私「(レジュメを見せて)章立てはこんな感じで行こうと考えてます。」
J教授「うん、なるほど。きみの言いたいことはわかった。」
私「???」
J教授「じゃ、締切までに書いてきてね。3万字以上で。」
私「あ、はい、わかりました…」

提出後、口頭試問では、
J教授「論文の体をなしてないね。けど、読みものとしてはまあまあかな。ビザンツって、意外と面白いね。ところでリーマンショックで大変だったと思うが、君、進路は。」
私「ワンブリッジ大学です。」
J教授「あそこの教授は確か…」
私「それが実はMBAのほうでして…」
~以下雑談~
J教授「じゃ、頑張ってね」といった具合である。
いったい何の口頭試問だったのだろうか。

卒業論文は「変貌遂げるビザンツ帝国―1000年を生き抜いた戦いの歴史」という遠大な構想を示すタイトルだった。大学院の修士論文は、M&Aに関して合併後に製造業と非製造業ではどのような違いがあるかという、一転して全く違う方向性へと行ってしまった。そして、サラリーマンとして生きるフィールドに証券会社を選んだ。だが、今でも私は歴史を趣味として楽しんでいる。

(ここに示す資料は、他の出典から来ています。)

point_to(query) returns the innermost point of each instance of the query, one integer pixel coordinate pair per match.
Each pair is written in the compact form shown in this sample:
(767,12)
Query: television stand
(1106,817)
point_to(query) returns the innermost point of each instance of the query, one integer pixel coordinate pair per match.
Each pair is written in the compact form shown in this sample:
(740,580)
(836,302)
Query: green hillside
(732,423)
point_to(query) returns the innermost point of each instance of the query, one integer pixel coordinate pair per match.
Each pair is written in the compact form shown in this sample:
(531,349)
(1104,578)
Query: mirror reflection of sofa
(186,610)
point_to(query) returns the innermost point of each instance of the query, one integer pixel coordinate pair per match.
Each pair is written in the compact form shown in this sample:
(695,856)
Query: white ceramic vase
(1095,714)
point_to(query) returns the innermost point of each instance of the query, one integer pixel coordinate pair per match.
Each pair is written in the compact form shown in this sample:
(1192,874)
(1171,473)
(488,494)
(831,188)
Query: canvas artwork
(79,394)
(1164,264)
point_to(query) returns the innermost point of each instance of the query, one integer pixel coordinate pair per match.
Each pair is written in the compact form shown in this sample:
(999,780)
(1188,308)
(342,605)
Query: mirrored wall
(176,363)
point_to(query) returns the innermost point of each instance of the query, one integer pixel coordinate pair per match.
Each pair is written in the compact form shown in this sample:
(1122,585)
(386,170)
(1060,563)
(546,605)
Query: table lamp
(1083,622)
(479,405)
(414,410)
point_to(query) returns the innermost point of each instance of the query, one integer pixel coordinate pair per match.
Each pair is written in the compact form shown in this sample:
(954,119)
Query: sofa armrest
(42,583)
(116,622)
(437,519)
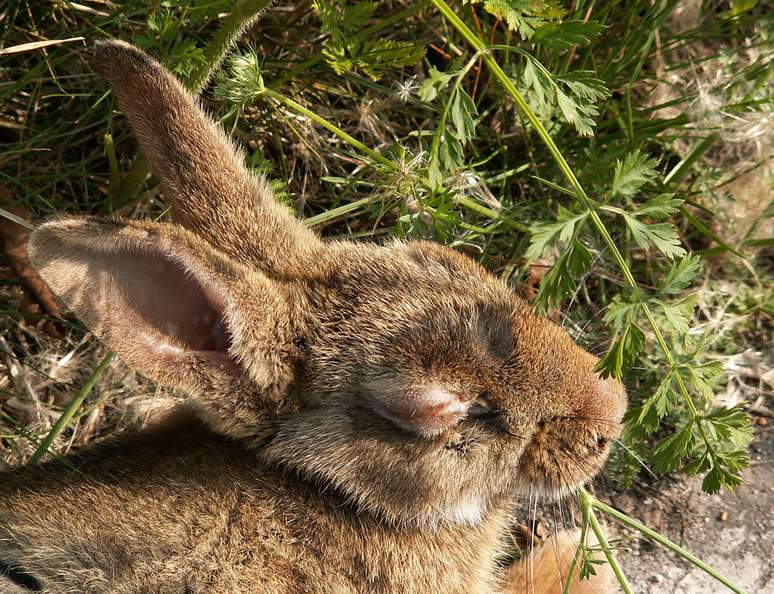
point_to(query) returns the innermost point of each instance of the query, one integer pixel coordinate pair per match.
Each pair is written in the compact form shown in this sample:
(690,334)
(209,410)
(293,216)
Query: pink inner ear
(154,296)
(428,411)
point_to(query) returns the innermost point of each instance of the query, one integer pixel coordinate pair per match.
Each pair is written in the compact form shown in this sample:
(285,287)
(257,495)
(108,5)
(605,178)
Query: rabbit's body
(362,418)
(178,508)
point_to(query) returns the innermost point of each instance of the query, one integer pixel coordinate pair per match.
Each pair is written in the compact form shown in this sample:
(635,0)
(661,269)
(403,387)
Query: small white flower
(407,88)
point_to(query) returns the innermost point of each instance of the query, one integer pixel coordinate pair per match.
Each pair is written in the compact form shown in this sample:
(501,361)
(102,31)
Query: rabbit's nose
(606,400)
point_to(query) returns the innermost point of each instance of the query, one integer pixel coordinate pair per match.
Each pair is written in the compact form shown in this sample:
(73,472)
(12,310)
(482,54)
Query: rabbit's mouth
(565,453)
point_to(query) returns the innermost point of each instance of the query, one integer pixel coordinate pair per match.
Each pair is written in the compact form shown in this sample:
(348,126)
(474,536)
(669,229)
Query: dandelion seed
(406,89)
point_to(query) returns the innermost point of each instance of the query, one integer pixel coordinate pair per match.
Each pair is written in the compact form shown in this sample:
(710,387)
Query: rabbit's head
(404,376)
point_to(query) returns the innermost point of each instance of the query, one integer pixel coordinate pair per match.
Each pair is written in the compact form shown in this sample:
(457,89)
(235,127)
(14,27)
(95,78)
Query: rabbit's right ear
(210,190)
(176,310)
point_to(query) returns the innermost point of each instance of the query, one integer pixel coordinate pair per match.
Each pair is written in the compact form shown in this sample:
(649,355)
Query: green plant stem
(662,540)
(240,17)
(580,194)
(366,150)
(70,410)
(585,499)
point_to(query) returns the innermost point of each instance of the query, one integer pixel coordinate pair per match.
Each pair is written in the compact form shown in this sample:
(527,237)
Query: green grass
(595,155)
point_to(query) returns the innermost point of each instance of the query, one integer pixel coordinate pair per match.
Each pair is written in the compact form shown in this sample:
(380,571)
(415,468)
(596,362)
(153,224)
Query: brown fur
(363,418)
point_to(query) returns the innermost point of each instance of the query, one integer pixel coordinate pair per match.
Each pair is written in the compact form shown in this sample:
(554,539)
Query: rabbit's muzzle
(566,450)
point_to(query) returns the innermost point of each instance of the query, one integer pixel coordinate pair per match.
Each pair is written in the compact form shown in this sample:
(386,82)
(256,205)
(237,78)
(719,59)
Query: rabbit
(362,417)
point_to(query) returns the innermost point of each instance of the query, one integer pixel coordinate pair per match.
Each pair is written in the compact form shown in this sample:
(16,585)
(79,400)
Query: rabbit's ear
(173,308)
(210,190)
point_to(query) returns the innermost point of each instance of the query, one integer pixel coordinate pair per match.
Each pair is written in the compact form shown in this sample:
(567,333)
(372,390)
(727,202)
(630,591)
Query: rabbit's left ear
(174,309)
(210,190)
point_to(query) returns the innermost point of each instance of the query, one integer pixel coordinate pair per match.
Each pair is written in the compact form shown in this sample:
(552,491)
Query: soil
(733,532)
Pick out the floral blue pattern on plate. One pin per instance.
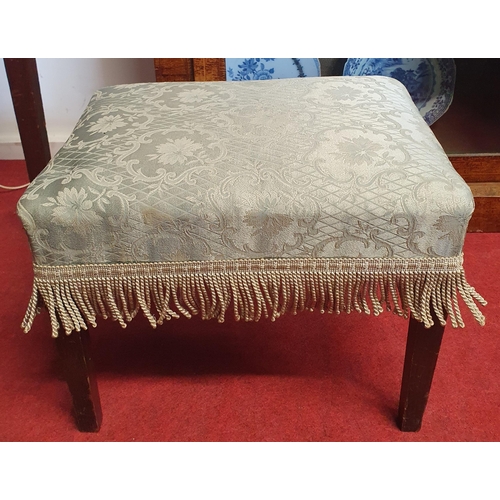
(430, 82)
(270, 68)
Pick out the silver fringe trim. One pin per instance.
(253, 288)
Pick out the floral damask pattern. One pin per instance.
(298, 168)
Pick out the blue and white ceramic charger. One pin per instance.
(430, 82)
(270, 68)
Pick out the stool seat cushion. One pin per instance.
(176, 185)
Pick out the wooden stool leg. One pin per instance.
(78, 370)
(422, 351)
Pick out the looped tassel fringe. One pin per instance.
(252, 289)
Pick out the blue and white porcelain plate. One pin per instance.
(270, 68)
(430, 82)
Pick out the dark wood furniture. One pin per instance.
(422, 346)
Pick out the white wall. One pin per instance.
(66, 86)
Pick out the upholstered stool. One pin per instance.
(254, 199)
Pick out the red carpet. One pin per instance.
(311, 377)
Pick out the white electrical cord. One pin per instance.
(14, 187)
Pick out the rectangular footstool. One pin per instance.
(254, 199)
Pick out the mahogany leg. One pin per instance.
(22, 75)
(78, 370)
(422, 351)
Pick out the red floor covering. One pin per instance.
(311, 377)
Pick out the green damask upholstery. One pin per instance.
(259, 197)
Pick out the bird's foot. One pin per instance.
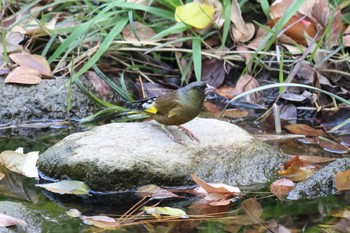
(172, 136)
(188, 133)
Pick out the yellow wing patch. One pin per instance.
(151, 109)
(174, 112)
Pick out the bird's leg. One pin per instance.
(188, 133)
(172, 136)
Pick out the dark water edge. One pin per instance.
(304, 215)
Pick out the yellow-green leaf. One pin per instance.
(157, 211)
(195, 14)
(66, 187)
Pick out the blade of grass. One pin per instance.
(197, 57)
(96, 99)
(4, 47)
(265, 7)
(227, 23)
(122, 91)
(103, 47)
(278, 85)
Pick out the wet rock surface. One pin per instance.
(123, 156)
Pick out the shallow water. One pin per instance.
(302, 216)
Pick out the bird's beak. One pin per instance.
(209, 89)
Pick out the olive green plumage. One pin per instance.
(177, 107)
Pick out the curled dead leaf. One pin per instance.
(280, 188)
(139, 34)
(304, 130)
(32, 61)
(23, 75)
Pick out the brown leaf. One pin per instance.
(258, 39)
(100, 86)
(279, 7)
(214, 71)
(104, 222)
(235, 113)
(33, 61)
(342, 180)
(315, 159)
(304, 130)
(23, 75)
(297, 27)
(12, 42)
(6, 221)
(215, 188)
(139, 34)
(280, 188)
(227, 92)
(245, 83)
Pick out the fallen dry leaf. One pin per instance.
(20, 163)
(297, 27)
(103, 222)
(245, 83)
(138, 33)
(154, 192)
(304, 130)
(280, 188)
(215, 188)
(74, 213)
(314, 159)
(33, 61)
(23, 75)
(66, 187)
(100, 86)
(253, 209)
(158, 211)
(213, 71)
(195, 14)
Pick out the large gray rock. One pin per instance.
(123, 156)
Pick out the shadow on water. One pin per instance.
(300, 216)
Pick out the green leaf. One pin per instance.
(66, 187)
(197, 57)
(103, 47)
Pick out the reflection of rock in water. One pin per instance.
(114, 203)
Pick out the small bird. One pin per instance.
(177, 107)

だから、単にビザンツ帝国に興味を持った方の入り口として5冊の本をご提示したいと思う。いずれも安価で入手しやすく、コンパクトでためになる本を選んだつもりだ。ご参考にしていただければ幸甚である。中級編、上級編もいずれご紹介したい。

・「ビザンツの国家と社会 」(山川出版社、世界史リブレット)2008/8/1根津 由喜夫
リブレットシリーズは、本文の上部に注釈や図版がついていて読みやすい。とにかく簡潔な記述が特徴と言えよう。

・「生き残った帝国ビザンティン」 (講談社学術文庫 1866)2008/3/10井上 浩一
まずは通史をしっかり標準的な本で学んでみよう。講談社現代新書で1980年代に刊行されたものだが、今なおスタンダードなビザンツ帝国史のバイブルと言えよう。史料から様々なエピソードが散りばめられていて、様々な論点から興味を掻き立てる一冊だ。

・「黄金のビザンティン帝国―文明の十字路の1100年」 (「知の再発見」双書) 単行本 – 1993/6/20
「知の再発見」双書シリーズはわずか1400円ながら、ほぼオールカラーでワンテーマを概観できるコスパ最強の単行本だ。オスマン帝国も合わせて読んでおきたい。記述はやや断片的だが、豊富に散りばめられたモザイク画や絵画がカラーで見ることができるのは嬉しい。

・ビザンツ帝国史 (白水社 文庫クセジュ) 単行本 – 2003/12/1
ポール ルメルル (著),、西村 六郎 (翻訳)
西欧の史家によるビザンツ帝国に対する見方が、たとえばどういうものかを知るための一冊。白水社 文庫クセジュはわずか1000円ちょっとで多岐にわたるマニアックなテーマについて学べる優れた新書シリーズだ。

・ビザンツ文明―キリスト教ローマ帝国の伝統と変容 (文庫クセジュ) 単行本 – 2009/7/1
ベルナール フリューザン (著), Bernard Flusin (原著), 大月 康弘 (翻訳)
同じく、文庫クセジュから。キリスト教や都市、芸術など文化の面からビザンツ帝国を論じた一冊。